I love eating hot soup for lunch in the winter, don’t you? It’s especially wonderful when the soup is absolutely delectable, and you can’t seem to stop your spoon from continuously dipping back into the bowl for more soup.
I must tell you, this Hearty Winter Vegetable soup, made with some ingenious ingredients, is simply delicious. The sweetness of the butter squash ran throughout, and the homemade chicken broth added to the addictive flavor. The chickpeas were quite tasty, and I usually don’t care for chickpeas! Yukon gold potatoes added to the heartiness factor. A whole head of escarole, chopped up, and thrown in at the end added to the appeal. But the crowning glory was the 2 tablespoons of real lemon juice and chopped up mint leaves. Each bite was heavenly.
A big thank you to the Ehrlich’s for sharing their fab recipe for Hearty Winter Vegetable Soup in the January 2010 issue of Martha Stewart Living magazine! I substituted onion for leeks, eliminated the fresh dill (as I had used dill to cook my homemade chicken stock) and more than halved the spiciness; I used only a very, very small pinch of red pepper flakes. I also ended up adding 2 more cups of chicken broth than the 5 1/4 cups the recipe called for, probably because I let it simmer longer than the 15 minutes the recipe suggested.
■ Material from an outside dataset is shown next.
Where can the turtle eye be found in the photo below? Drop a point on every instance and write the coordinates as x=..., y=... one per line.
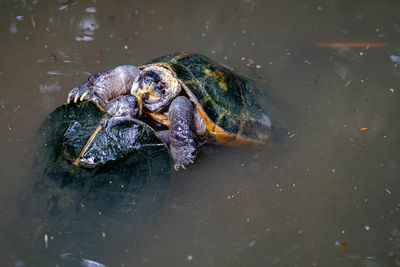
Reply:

Total time to make the soup–about 45 minutes, including prep time. My mother helped me chop up some of the vegetables for the soup, and stirred the veggies in the pot while I cut the butternut squash. Thanks to Mom, nothing burned while I was chopping. Thanks, Mom!
I wish I had been able to serve the soup with good bread and cheese. I just happened to not have those on hand that day.
I simply must make some more chicken broth soon so that I can make this soup again! It is the best soup I have ever made. What is your favorite soup?